6

Consider a random $n$ by $n$ matrix $A$ whose entries are chosen from $\{0,1\}$ and a random $n$ dimensional vector $x$ whose entries are also chosen from $\{0,1\}$. Assume $n$ is large.

What is the (base 2) Shannon entropy of $Ax$? That is, can we give a large $n$ approximation for $H(Ax)$?

It feels like $H(Ax)$ should be at least $n$ as that is the entropy of $x$ and $A$ is very likely to be non-singular. We also know $H(Ax) \leq n \log_2{n}$ as we can encode $Ax$ in $n \log_2{n}$ bits (the entries of $Ax$ are no larger than $n$).

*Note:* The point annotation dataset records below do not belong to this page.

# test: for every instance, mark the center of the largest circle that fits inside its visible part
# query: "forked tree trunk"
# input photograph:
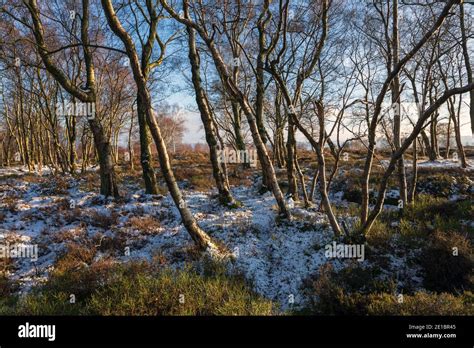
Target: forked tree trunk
(108, 184)
(402, 183)
(146, 159)
(197, 234)
(225, 197)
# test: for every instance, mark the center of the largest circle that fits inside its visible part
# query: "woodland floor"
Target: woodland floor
(278, 259)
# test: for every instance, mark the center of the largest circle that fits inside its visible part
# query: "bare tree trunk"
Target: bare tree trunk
(107, 171)
(146, 159)
(396, 101)
(225, 197)
(290, 162)
(414, 175)
(197, 234)
(467, 63)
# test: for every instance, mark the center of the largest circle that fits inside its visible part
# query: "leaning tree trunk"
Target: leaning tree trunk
(146, 159)
(197, 234)
(108, 180)
(402, 182)
(225, 197)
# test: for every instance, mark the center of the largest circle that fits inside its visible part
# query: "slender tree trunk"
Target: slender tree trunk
(146, 159)
(396, 101)
(225, 197)
(197, 234)
(467, 63)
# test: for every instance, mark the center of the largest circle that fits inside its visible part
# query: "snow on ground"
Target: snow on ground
(275, 257)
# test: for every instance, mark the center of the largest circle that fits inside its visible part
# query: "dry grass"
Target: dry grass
(144, 224)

Is the entropy of the form $n$ or of the form $n\log_2{n}$ or something in between?

1 Answers1

2

Let $A$ has size $m\times n$ (more general), $y=A x$, $y=(y_1, y_2, \cdots y_m)$. Let $s=\sum_{i=1}^n x_i$

Then $$H(y)= H(y \mid s) + H(s) - H(s \mid y) \tag{1}$$ and we can bound:

$$ H(y \mid s) \le H(y) \le H(y \mid s) + H(s) \tag{2} $$ To compute, $H(y \mid s)$, note that while $y=(y_1, y_2, \cdots y_m)$ are not independent, they are independent if conditioned on $s$. Hence

$$H(y \mid s) = m \, H(y_1 \mid s)$$

Further, $y_1 |s \sim B(s,1/2)$ (Binomial), and $s$ is also Binomial $B(n,1/2)$ Hence

$$H(y \mid s) = m \sum_{s=0}^n \frac{1}{2^n}{n \choose s} h_B(s) \tag{3}$$

$$H(s) = h_B(n) \tag{4}$$

where $$h_B(t)= - \frac{1}{2^t} \sum_{k=0}^t {t\choose k} \log\left(\frac{1}{2^t}{t \choose k}\right) = t - \frac{1}{2^t} \sum_{k=0}^t {t \choose k} \log\left({t \choose k}\right) \tag{5}$$ is the entropy of a Binomial of size $t$ and $p=1/2$.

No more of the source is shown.